Suara.com - Kusta termasuk penyakit kulit yang bisa menular akibat kontak erat. Lantaran penyakitnya yang timbul di permukaan kulit, hal ini menyebabkan timbulnya stigma di masyarakat mengenai kusta sebagai penyakit kutukan.
Padahal, serupa dengan penyakit kulit lainnya, kusta juga bisa diobati hingga sembuh. Menurut, Ketua Kelompok Studi Morbus Hansen Indonesia Dr. dr. Sri Linuwih Menaldi. Sp.KK(K)., kebanyakan pasien tidak menyadari gejalanya sehingga terlambat berobat dan membuat tampilan kusta jadi menyeramkan.
"Stigma ratusan tahun tidak pernah hilang karena menganggap melihatnya seram, karena sudah terlambat. Mereka tidak ketahui gejala awalnya. Datang sudah cacat, luka sudah besar," kata dokter Sri saat siaran langsung dengan Radio Kesehatan Kemenkes, Jumat (5/2/2021).

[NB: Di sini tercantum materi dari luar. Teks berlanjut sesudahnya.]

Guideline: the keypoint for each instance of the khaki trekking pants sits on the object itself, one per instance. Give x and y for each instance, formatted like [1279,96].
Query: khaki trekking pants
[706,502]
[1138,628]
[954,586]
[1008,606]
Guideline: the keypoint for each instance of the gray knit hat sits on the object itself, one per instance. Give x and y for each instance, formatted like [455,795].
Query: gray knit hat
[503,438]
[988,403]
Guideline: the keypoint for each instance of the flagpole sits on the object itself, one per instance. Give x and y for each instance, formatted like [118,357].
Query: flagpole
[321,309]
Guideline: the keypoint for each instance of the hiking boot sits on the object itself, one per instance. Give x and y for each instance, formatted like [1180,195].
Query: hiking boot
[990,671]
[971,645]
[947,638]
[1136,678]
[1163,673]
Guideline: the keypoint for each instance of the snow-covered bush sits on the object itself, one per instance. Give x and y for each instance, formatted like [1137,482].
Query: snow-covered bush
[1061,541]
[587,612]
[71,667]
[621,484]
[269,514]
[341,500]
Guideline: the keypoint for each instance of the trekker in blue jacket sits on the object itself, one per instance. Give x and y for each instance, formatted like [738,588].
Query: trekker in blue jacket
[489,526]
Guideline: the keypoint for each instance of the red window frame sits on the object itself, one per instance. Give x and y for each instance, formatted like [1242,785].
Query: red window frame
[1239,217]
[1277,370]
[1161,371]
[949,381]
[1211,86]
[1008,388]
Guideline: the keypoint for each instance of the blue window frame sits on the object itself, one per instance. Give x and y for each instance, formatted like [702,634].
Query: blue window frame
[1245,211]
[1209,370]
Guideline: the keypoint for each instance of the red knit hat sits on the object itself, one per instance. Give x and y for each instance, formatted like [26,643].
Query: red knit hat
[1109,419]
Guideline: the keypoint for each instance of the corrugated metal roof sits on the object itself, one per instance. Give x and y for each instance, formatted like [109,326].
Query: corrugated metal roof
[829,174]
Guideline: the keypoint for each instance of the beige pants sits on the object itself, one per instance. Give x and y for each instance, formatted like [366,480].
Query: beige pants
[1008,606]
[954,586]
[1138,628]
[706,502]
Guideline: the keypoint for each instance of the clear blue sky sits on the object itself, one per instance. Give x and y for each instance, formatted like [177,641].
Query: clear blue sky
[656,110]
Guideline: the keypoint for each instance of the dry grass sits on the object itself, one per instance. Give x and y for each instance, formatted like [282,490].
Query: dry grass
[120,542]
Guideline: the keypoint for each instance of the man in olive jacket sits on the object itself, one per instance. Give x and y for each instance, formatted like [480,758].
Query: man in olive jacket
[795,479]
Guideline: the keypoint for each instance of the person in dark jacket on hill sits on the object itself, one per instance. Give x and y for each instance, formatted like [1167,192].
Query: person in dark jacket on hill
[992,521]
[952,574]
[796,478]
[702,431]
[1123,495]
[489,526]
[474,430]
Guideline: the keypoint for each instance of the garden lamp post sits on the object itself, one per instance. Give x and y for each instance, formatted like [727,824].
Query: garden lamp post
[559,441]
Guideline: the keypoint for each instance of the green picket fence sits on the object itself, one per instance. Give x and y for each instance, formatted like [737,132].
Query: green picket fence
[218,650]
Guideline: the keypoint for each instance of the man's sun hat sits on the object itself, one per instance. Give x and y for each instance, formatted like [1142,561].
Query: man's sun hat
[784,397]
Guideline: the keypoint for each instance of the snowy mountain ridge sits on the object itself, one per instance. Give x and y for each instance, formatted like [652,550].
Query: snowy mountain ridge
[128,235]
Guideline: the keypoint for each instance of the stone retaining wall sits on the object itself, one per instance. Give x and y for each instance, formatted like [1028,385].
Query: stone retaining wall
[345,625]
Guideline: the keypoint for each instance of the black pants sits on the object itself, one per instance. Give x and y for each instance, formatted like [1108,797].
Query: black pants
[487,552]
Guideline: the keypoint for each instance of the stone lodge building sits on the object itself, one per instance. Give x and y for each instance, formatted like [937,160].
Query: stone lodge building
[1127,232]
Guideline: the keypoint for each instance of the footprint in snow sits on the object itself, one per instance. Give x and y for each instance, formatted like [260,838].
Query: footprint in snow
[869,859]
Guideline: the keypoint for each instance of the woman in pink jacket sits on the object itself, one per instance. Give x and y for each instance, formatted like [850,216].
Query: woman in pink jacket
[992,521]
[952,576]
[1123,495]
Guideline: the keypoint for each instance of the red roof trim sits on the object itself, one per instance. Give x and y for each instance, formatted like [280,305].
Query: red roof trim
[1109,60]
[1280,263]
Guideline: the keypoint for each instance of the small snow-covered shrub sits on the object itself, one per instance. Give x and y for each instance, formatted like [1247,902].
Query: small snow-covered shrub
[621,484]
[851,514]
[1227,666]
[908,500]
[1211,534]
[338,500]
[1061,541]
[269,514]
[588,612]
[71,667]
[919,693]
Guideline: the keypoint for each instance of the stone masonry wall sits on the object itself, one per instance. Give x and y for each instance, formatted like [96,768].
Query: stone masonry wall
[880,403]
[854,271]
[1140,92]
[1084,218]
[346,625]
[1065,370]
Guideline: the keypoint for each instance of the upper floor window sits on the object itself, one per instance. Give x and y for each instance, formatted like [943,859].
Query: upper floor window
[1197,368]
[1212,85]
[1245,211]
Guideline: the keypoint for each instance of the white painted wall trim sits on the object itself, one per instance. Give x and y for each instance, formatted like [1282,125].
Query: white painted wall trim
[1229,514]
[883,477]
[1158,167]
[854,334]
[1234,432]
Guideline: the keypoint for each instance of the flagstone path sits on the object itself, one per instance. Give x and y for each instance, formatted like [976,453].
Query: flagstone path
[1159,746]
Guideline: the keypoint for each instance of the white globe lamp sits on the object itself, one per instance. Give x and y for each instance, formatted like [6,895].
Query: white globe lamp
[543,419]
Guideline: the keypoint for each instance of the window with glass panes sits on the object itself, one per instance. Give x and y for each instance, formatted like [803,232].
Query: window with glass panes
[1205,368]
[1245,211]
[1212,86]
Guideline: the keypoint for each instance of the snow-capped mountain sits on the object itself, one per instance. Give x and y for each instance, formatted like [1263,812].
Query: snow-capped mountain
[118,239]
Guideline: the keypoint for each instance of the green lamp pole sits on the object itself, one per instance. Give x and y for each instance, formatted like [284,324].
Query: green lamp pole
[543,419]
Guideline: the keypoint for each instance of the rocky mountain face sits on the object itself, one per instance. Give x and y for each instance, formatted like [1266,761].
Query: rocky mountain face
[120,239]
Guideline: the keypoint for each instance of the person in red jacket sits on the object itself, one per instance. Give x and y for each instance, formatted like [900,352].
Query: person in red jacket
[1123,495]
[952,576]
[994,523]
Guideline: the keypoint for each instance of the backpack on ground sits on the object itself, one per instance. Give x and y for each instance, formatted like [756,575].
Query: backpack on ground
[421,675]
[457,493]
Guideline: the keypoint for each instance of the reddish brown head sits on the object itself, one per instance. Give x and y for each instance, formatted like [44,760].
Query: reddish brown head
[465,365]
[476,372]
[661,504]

Selain stigma kutukan, masyarakat juga masih keliru karena menganggap kusta sebagai penyakit keturunan. Pemahaman itu timbul, menurut Sri, karena biasanya dalan satu keluarga ada lebih dari satu orang yang mengalami sakit kusta.
Baca Juga: Kusta Anak, Benarkah Lebih Berbahaya daripada Kusta Dewasa?

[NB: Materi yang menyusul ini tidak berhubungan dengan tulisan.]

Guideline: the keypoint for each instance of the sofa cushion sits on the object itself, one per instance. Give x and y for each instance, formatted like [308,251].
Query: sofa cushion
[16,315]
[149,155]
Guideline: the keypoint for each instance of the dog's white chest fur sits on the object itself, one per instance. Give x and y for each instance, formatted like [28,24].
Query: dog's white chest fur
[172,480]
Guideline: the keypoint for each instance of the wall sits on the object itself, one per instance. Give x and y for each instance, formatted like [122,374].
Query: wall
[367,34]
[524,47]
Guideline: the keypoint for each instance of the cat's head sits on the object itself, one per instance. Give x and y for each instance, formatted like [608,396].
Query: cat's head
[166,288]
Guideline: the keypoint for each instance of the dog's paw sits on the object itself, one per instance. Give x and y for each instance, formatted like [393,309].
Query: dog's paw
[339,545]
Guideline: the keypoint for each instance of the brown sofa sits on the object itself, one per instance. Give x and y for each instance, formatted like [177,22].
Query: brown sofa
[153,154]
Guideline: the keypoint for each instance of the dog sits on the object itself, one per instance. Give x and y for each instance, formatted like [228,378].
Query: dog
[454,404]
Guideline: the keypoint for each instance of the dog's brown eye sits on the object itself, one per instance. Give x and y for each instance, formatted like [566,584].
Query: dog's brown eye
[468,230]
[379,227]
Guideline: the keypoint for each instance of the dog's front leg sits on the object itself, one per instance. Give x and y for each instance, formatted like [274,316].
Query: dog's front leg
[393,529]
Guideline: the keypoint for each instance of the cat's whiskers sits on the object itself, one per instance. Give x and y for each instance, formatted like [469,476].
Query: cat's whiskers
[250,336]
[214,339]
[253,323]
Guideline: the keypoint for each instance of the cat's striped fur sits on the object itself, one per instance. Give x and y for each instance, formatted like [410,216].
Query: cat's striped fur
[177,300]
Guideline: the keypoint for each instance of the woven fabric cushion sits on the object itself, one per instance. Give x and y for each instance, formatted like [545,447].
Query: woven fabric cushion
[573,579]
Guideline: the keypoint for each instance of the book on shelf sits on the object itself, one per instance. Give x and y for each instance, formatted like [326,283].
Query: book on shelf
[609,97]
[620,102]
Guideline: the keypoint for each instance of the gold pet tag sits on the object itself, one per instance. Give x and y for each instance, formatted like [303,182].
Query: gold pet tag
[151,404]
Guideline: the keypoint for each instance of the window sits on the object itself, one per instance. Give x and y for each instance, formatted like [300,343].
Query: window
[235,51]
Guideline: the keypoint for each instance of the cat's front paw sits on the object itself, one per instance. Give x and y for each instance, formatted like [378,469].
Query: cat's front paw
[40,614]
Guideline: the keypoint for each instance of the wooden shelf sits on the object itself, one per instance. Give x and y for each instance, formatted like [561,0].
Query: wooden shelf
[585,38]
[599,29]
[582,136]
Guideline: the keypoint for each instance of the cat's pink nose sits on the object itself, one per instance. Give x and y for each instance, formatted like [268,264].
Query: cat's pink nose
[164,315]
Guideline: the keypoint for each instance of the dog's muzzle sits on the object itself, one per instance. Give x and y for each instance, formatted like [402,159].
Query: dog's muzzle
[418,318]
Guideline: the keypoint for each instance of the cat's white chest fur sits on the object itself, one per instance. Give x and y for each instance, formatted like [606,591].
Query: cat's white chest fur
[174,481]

"Ini sebenarnya bukan keturunan tapi karena kontak erat. Ya, adanya di dalam keluarga. Kalau ada orang dewasa sakit, tidak diobati, padahal obat ada di puskesmas, gratis pula," ucapnya.
Ia menjelaskan bahwa orang dewasa yang sakit kusta bisa menularkan kepada anak-anak jika terus terjadi kontak erat dalam jangka waktu beberapa tahun. Karena itu, sejumlah kasus kerap ditemukan pasien kusta berada dalam satu keluarga yang sama.

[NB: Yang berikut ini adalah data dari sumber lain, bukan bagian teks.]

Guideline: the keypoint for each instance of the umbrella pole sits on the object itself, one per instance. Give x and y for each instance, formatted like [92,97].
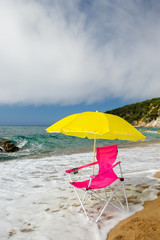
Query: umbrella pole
[94,150]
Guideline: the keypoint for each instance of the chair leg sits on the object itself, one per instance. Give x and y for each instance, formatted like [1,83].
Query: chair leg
[81,203]
[125,196]
[107,202]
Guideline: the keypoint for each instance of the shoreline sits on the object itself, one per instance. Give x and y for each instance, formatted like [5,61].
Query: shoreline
[142,225]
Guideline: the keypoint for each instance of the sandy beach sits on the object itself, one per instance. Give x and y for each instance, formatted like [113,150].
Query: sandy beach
[144,225]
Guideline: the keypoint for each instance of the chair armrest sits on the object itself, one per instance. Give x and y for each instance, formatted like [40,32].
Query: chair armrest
[78,168]
[101,174]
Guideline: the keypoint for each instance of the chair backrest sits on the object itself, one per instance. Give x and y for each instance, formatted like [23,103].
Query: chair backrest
[106,156]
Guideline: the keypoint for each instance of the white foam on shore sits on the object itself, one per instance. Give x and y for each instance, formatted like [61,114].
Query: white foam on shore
[37,202]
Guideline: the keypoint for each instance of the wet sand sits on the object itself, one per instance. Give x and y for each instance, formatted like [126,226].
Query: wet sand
[144,225]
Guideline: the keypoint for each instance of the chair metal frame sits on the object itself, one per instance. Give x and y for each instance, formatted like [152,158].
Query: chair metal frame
[92,192]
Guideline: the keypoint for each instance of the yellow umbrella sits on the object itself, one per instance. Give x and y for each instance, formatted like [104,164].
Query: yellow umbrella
[96,125]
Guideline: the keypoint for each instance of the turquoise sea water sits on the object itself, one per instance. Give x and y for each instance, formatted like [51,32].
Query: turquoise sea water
[37,201]
[34,141]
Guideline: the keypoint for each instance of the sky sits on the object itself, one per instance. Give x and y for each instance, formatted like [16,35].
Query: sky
[61,57]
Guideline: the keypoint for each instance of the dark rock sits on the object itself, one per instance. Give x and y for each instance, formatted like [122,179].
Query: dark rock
[8,146]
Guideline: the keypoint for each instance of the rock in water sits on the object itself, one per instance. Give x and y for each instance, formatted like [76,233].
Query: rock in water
[8,145]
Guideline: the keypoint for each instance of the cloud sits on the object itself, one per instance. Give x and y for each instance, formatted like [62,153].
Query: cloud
[68,52]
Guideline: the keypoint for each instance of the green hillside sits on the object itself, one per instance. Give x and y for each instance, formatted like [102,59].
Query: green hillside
[144,111]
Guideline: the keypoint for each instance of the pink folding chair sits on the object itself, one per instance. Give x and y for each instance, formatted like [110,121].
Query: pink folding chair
[106,157]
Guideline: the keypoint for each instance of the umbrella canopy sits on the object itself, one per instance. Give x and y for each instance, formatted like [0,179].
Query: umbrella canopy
[96,125]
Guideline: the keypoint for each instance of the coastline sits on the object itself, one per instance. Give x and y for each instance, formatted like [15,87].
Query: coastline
[142,225]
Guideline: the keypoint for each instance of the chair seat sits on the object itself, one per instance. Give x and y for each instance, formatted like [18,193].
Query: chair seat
[98,182]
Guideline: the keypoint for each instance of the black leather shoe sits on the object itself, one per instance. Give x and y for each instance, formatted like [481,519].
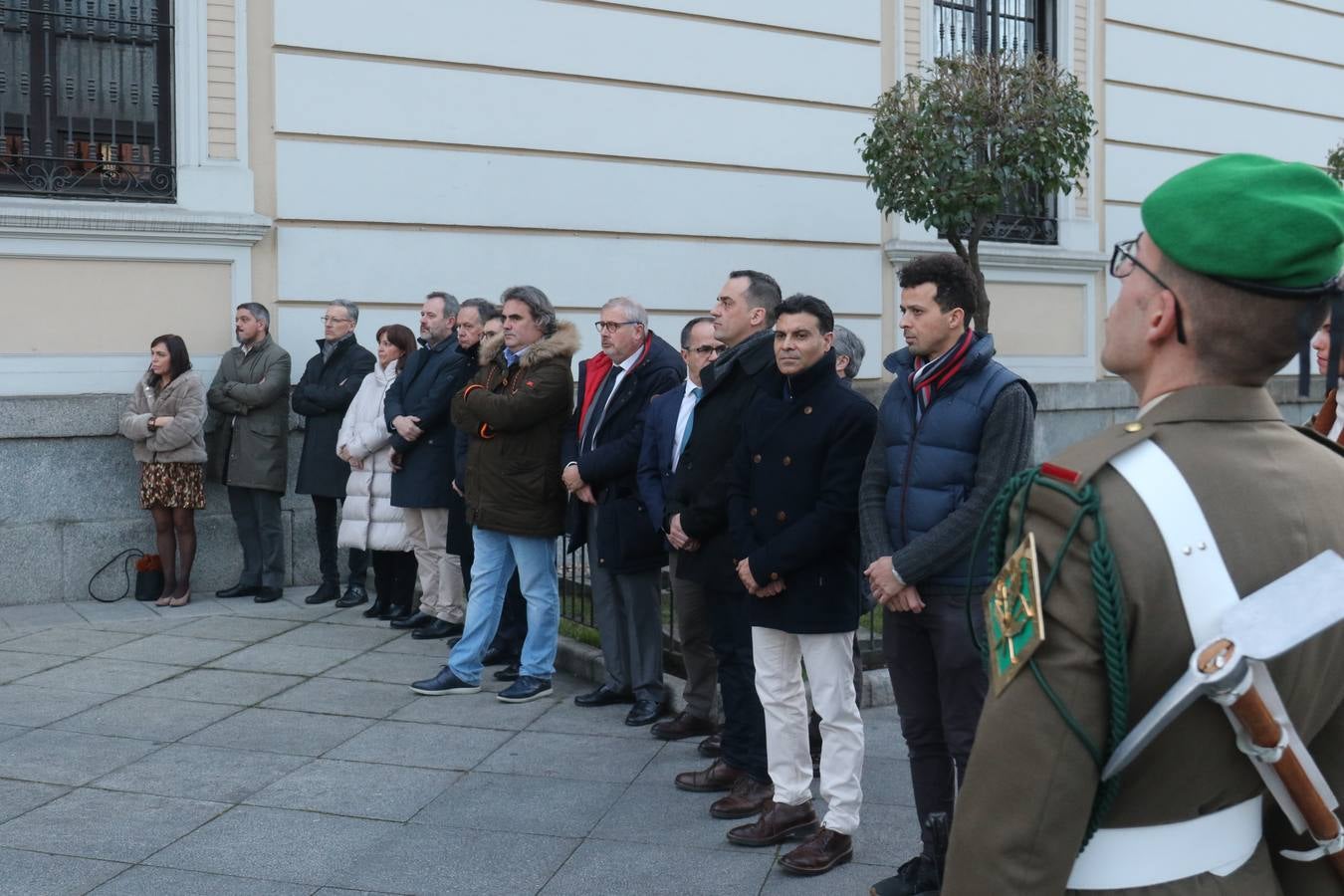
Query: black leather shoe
[644,712]
[436,629]
[326,592]
[413,621]
[603,696]
[353,596]
[268,594]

Jika anak di bawah usia 12 tahun mengalami kusta, maka ia harus menjalani perawatan medis dan meminum obat setiap hari selama 6-12 bulan. Dokter Sri menyampaikan, kusta juga bisa menyebabkan kecacatan pada anak.
"Itu mungkin akan menimbulkan masalah hubungan sosial untuk anak dan itu sangat mengganggu perkembangan jiwanya," ucap dokter Sri.
Oleh sebab itu, sangat penting menghilangkan stigma di masyarakat yang menganggap kusta sebagai kutukan atau keturunan. Terpenting menurut dokter Sri, masyarakat justru harus lebih mengenali gejala kusta agar bisa deteksi dini dan mencegah penularan.
Baca Juga: Hari Kusta Sedunia 2021, Kasus Kusta Anak di Indonesia Sulit Dideteksi
"Stigma itu harus kita buang, harus kita kikis. Ini bukan penyakit kutukan, bukan penyakit keturunan. Ini penyakit yang disebabkan bakteri tertentu yang bisa diobati," tegasnya.